Also, I'm generally not looking for laws that are innovative. Companies are suppose to innovate and risk a lot to do so. But if a company goes bankrupt, it's rarely a big deal. Governments don't have that level of flexibility. They need good, stable policy, from people who are good at seeing both sides of whatever argument is in play. You know what kind of people are good at doing that? Lawyers.
(His predecessor at Exxon has a PhD in chemical engineering)
If you can program you are likely among the smartest people in the world and can do better at any analytical task than almost anyone else.
That's an awfully strong unsupported statement.
I would like to see a compiler/PL expert or a ML expert take on extending our knowledge of quantum mechanics or cosmology, though, since they’re apparently better at solving analytical problems than everyone else. Maybe Bryan Cantrill or Theo de Raadt can go team up with Stephen Hawking and we can finally explain dark matter conclusively. Programmers were all that was missing, it seems like.
Who takes out your garbage?
Agreed. Though I do not consider managing people to be an "analytical task."
I don't think it is inherent to job. But youngsters without social skills are seen as potential techies even if they are not that great at math or anything really related.
Key rule from Pragmatic Marketing. “Your opinion, while interesting, is irrelevant”.
I'm more than happy to hear a differing opinion. Let me ask you kindly to use your analysis skills and answers a simple question in regards to what's important when managing.
How come there are so few engineers who are CEO's of Fortune 500 companies?

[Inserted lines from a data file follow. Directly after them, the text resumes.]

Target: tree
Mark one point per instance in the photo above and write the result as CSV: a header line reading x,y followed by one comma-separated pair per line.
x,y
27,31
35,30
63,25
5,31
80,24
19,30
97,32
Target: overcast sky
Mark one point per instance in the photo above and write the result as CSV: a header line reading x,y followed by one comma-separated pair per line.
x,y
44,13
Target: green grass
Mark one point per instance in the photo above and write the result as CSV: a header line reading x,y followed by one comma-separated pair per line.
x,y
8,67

Consider how many dropouts are at fortune 500 lists. Or how many were born into money and power.
I stopped being called an “engineer” after i became a “manager”. 6 years later I became a CEO. And i don’t have a college degree. How would I have been categorized?
This one of prime reasons why young managers with engineering background fail. And why everyone around them concludes that just anyone else would be better, that stereotype is true and nerds are arrogant dicks. It is incredibly frustrating to work with know it all who knows zero about your work, but is utrely convinced that him being smartest makes up for that.

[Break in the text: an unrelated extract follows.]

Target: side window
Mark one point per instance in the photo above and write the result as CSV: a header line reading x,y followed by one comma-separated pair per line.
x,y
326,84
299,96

Coincidently, managers and analysts with engineering background without above believe have a chance to be good.
Rule number one. A good manager does no actual work. They rely on others to do work, your job is to empower everyone who works for you to be productive, solve problems and to look to you for help whenever blocked. You are only as good as your subordinates.
Designing a system for humans is NOT an analytical task. It can be supported via analytics, but it's a political task (that requires others to be convinced that it is a good solution. For example, you can raise income levels, but if people get pissed off at inequality, you can't argue your way with numbers. They may or may not take it. And that was my point in the article).
I’m an engineer. I’ve built a 45 person engineering team that shipped dozens of releases of award winning software without ever missing a schedule or compromising quality. There is nothing but analytical tasks for the engineering manager.
1. How do you maximize developer productivity? Motivation? Job satisfaction? How do you help them make technical decisions and plans?
2. What process best allows your specific teams to ship quality releases on time? How much planning overhead is necessary to do so, and how much isn’t benefiting the process or product?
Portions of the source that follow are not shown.